‘Hurricane will dent Abaco, but not stop recovery’

Conditions in Abaco


Tribune Staff Reporter


THE president of Abaco’s Chamber of Commerce said the damage from Nicole will put a dent but not be a setback to the island’s hurricane recovery.

Nicole, which hit Abaco as a tropical storm before strengthening into a hurricane over Grand Bahama yesterday, came three years after the devastation of Hurricane Dorian, which both islands are still trying to recover from.

Daphne Degregory-Miaoulis told The Tribune yesterday afternoon that the flooding will have a negative effect on businesses on the island, especially for people who had just refurbished structures damaged by Dorian to now have to find resources to fix them again.

“Yes, some of them have been affected (businesses in the Chamber of Commerce) and you know when you have saltwater flooding it means removal of sheetrock. It means replacement of furnishings. It means that there could be electrical damage.

“You know, unfortunately, our buildings are not constructed with hurricanes in mind and so electrical outlets are way too low to really avoid being affected by floods. I know in Marsh Harbor, the ECC school that has been completely rebuilt by NGOs, the flooding in Marsh Harbour extends all the way to their school, which is like two streets back from the shoreline,” she said.

“It’s significant, although their buildings, I think most of them are off ground. So hopefully, flooding hasn’t gotten into the buildings, but it’s significant for many businesses—new buildings obviously have been built up high enough, but existing buildings that were refurbished that are still you know, below flood levels, are gonna have to be refurbished all over again with what resources? They’ve exhausted their resources.”

She spoke with this newspaper while the storm was still bearing down on the island.

Asked to estimate the damage the storm has brought to businesses, she compared the impact the storm had on New Providence, despite the island not being in its direct path.

“The worst part of the storm hasn’t passed yet. I mean, look at New Providence. You can’t even travel on West Bay Street and you don’t have the hurricane. So just magnify that by three or four times and then you’ll have a better appreciation for what people in Abaco and Grand Bahama - Grand Bahama east and Grand Bahama I think people still living in tents.”

Asked if this will set back the economic progression on that island, she answered: “To say set back, of course it’s going to put a dent.

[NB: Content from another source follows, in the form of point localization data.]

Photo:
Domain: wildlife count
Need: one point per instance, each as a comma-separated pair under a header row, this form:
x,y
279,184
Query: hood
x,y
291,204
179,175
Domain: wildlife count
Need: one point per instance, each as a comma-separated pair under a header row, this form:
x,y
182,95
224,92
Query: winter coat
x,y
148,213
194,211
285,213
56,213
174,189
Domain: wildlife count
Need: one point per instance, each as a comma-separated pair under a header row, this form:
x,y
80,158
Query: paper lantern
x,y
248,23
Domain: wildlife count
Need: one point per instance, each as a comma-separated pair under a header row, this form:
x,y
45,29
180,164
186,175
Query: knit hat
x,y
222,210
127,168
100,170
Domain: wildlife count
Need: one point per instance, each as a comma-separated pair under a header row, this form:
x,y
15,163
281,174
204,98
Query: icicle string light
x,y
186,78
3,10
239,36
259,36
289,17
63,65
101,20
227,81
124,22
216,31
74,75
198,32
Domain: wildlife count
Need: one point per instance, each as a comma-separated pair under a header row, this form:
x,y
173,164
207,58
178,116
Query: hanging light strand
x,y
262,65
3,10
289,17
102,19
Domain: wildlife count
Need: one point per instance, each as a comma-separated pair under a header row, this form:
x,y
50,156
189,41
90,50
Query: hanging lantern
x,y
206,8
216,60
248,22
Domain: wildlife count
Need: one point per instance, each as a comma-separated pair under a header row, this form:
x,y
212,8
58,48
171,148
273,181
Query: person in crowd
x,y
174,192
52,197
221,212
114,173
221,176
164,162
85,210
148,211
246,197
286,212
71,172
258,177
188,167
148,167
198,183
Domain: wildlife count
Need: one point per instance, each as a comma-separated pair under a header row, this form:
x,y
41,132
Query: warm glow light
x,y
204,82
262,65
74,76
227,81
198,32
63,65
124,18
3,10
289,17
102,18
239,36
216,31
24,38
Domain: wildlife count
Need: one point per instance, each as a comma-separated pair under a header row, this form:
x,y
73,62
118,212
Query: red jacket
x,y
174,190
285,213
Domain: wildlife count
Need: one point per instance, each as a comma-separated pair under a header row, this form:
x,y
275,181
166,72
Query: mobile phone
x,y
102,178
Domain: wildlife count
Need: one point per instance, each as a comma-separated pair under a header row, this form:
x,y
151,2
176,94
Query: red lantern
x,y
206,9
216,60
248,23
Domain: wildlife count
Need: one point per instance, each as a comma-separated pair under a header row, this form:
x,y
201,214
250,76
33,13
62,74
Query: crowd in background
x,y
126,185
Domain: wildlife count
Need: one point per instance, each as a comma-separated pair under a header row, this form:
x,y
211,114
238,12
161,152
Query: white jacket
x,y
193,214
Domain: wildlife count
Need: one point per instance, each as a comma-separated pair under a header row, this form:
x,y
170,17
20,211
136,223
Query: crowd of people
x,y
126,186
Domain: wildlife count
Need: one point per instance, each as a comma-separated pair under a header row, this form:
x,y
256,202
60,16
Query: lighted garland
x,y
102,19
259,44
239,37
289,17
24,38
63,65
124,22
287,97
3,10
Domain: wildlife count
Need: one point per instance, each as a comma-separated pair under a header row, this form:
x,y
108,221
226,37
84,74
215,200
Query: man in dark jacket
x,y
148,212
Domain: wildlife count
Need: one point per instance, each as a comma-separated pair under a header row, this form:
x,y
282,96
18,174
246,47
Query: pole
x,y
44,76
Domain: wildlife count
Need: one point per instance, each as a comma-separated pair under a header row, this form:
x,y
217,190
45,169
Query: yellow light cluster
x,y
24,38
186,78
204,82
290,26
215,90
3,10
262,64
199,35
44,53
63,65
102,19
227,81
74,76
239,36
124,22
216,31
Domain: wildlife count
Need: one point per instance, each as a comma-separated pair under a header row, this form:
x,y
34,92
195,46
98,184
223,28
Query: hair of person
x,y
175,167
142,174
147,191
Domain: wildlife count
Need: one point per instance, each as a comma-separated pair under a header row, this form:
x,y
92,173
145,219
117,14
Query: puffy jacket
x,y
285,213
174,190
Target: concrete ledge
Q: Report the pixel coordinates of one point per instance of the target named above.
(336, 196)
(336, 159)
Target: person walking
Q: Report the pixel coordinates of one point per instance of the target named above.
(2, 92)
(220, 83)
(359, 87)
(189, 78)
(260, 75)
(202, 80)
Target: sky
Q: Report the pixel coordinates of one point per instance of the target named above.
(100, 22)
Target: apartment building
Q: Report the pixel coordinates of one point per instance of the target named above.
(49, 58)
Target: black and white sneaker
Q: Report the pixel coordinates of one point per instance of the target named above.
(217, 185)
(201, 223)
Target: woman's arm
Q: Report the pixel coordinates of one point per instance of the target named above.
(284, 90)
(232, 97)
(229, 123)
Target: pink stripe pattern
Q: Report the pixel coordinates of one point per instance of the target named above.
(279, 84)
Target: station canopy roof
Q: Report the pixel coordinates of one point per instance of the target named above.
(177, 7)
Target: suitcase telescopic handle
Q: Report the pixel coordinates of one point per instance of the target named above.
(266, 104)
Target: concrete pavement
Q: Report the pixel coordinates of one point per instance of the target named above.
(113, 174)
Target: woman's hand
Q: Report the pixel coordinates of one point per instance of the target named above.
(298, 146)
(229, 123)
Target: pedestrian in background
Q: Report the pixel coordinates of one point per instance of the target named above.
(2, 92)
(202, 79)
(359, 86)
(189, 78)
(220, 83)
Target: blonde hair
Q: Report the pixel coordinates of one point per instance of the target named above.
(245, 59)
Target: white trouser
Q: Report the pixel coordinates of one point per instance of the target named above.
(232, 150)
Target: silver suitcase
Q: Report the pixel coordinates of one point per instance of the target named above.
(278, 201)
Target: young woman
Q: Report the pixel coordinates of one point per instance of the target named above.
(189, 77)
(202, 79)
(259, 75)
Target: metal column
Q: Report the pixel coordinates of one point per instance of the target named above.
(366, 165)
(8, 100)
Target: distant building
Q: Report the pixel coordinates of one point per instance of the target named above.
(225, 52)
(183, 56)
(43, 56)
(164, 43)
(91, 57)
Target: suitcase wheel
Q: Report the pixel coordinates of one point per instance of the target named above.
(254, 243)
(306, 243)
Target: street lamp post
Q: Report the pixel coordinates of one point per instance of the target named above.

But to set back to what it was I would say no because Abaco probably is the most hurricane prepared island in The Bahamas because people who have rebuilt have rebuilt and refurbished with hurricanes in mind.

“So some of the errors of construction in the past may have been corrected or should have been corrected. But I don’t say we’re gonna get back to where we were but certainly there is going to be an economic pain to recover from this just when we were starting to get, you know, into a more lucrative position.”

Acting Prime Minister Chester Cooper said on Tuesday that in the aftermath of the storm officials will look at all of the tools available to the government including extension of concessions if that is required.

He gave that answer when asked if Prime Minister Philip Davis planned to extend the Special Economic Recovery Zone deadline to January 1 to accommodate for the delays of imports because of the storm.

Abaco’s Chamber of Commerce president argued it should be a “no-brainer” for an extension.

“There has been significant flooding in all of the settlements especially as well on the cays. People who are just residents who have just now recovered still from Dorian and finally getting their homes back in order, especially their rental properties, their home, their home properties, a lot of people still don’t have their homes rebuilt or refurbished,” Ms Degregory-Miaoulis said.

“And I mean I don’t know what they need to reconsider - it should be an absolute no brainer that the SERZ extension needs to be continued for another three years. …People don’t have disposable cash that they can just go out and buy what they need. They’ve got to buy it as they can afford it and that just is not going to happen overnight. So if they don’t extend the SERZ order beyond December 1 in full as it was originally implemented then I say shame on the government.”